Reg Baines

Personal information
- Date of birth: 3 June 1907
- Place of birth: York, England
- Date of death: 24 October 1974 (aged 67)
- Place of death: Tel Aviv, Israel
- Height: 5 ft 11 in (1.80 m)
- Position(s): Centre forward

Senior career*
- Years: Team / Apps / (Gls)
- 1924–1926: York City / 19 / (7)
- Selby Town / ? / (?)
- Scarborough / ? / (?)
- Selby Town / ? / (?)
- 1931–1933: York City / 71 / (58)
- 1933–1934: Sheffield United / 10 / (5)
- 1934–1937: Doncaster Rovers / 80 / (43)
- 1937–1938: York City / 39 / (23)
- 1938–1939: Barnsley / 1 / (0)
- 1939: Halifax Town / 2 / (1)

= Reg Baines =

English footballer

Reginald E. Baines (3 June 1907 – 21 October 1974) was an English footballer.
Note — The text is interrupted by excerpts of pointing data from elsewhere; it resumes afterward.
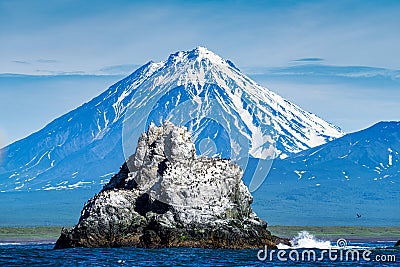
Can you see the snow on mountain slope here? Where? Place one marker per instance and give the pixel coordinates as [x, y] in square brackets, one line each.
[226, 112]
[358, 173]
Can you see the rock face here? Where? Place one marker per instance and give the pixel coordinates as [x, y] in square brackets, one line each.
[165, 196]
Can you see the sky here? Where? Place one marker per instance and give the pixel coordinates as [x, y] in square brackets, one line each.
[338, 59]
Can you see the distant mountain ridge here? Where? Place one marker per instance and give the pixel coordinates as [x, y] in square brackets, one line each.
[83, 147]
[358, 173]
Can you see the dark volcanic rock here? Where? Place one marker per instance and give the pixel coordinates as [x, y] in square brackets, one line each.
[165, 196]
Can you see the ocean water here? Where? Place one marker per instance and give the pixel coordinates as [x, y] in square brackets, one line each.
[14, 254]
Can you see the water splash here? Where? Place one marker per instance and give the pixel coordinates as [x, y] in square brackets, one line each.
[306, 240]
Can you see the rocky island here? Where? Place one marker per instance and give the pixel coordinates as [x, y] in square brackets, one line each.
[166, 196]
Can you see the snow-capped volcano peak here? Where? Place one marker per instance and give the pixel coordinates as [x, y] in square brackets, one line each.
[227, 113]
[196, 55]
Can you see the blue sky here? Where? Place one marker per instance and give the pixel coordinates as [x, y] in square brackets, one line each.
[303, 50]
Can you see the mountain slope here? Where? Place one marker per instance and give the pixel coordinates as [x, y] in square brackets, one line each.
[358, 173]
[371, 154]
[228, 114]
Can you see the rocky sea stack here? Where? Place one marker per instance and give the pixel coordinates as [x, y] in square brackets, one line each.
[166, 196]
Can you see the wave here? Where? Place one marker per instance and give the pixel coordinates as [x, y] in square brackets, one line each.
[305, 240]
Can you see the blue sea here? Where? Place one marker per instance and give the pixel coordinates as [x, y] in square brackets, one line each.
[16, 254]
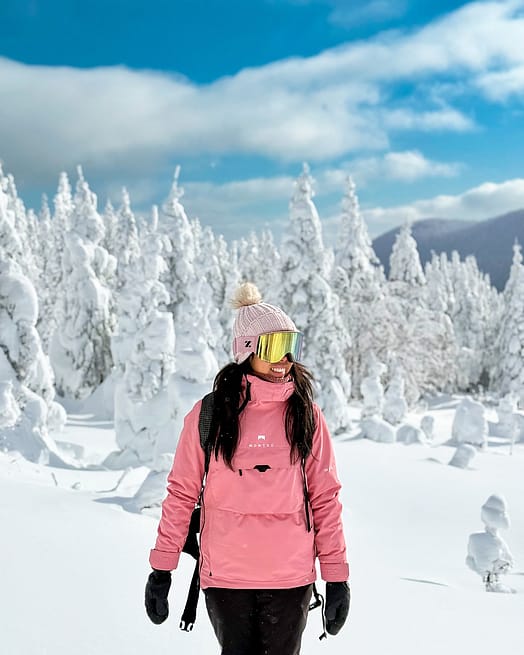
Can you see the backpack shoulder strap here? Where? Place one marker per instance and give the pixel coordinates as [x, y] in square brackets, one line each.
[205, 423]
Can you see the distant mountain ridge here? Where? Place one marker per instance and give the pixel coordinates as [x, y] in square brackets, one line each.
[491, 241]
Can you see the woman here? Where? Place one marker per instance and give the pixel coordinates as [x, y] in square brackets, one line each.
[270, 503]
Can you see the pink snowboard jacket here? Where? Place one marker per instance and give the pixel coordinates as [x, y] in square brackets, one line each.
[253, 530]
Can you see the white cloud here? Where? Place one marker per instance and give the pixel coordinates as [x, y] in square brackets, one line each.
[348, 14]
[499, 86]
[484, 201]
[405, 166]
[318, 108]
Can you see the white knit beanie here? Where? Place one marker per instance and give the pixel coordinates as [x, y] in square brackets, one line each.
[254, 318]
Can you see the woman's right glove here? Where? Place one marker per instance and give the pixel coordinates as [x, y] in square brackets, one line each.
[338, 598]
[157, 589]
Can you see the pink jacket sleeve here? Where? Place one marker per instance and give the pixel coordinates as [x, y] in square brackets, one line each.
[324, 487]
[183, 488]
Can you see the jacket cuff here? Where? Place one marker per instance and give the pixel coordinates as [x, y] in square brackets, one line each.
[163, 561]
[334, 572]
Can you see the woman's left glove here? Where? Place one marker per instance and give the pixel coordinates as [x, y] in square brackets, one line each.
[157, 589]
[338, 598]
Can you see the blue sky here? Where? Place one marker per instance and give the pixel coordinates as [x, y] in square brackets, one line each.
[421, 102]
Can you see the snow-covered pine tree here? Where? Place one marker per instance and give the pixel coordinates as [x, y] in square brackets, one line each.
[46, 293]
[508, 374]
[354, 251]
[189, 293]
[307, 296]
[126, 246]
[212, 262]
[144, 354]
[80, 351]
[26, 405]
[359, 282]
[109, 218]
[425, 344]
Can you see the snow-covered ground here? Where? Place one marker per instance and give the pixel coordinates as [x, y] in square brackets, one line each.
[74, 561]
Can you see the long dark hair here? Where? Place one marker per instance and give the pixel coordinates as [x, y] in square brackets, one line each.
[231, 397]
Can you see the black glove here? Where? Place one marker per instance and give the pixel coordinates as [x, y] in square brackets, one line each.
[157, 589]
[337, 606]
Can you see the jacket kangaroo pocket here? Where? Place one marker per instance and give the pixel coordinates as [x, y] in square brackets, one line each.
[263, 490]
[257, 548]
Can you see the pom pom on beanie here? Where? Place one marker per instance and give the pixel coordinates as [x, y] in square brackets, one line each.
[254, 318]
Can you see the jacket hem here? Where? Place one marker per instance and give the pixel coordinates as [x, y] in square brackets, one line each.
[207, 581]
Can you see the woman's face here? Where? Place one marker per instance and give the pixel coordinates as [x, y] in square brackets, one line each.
[277, 372]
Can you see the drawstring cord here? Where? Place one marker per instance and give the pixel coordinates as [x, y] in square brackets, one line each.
[319, 602]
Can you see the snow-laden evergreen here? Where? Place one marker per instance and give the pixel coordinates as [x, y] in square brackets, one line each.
[424, 339]
[395, 405]
[189, 292]
[446, 327]
[80, 350]
[307, 296]
[26, 379]
[125, 237]
[353, 250]
[144, 354]
[509, 368]
[470, 425]
[488, 553]
[404, 262]
[358, 280]
[473, 305]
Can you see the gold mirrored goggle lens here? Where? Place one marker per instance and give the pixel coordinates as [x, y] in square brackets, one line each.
[274, 346]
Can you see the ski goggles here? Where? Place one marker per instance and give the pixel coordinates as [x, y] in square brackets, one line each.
[273, 346]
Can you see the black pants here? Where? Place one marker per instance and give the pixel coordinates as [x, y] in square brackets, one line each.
[259, 621]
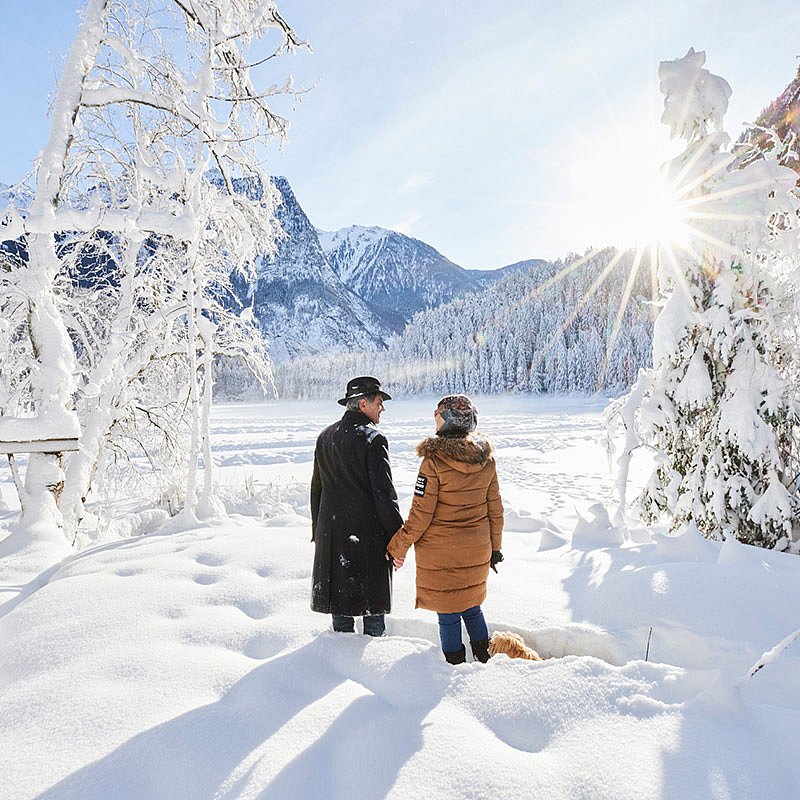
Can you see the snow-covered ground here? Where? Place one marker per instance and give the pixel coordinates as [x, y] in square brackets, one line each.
[188, 664]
Baines started his career with York City whilst the club was playing in the Midland League. He then played for Selby Town and Scarborough, until eventually re-joining York City in September 1931. He scored on his debut in the Football League against Carlisle United, which ended a 1–1 draw.

He was top scorer for Doncaster with 19 goals in 39 games during the 1935–36 season, even though the club finished 18th out of 22 in Division 2.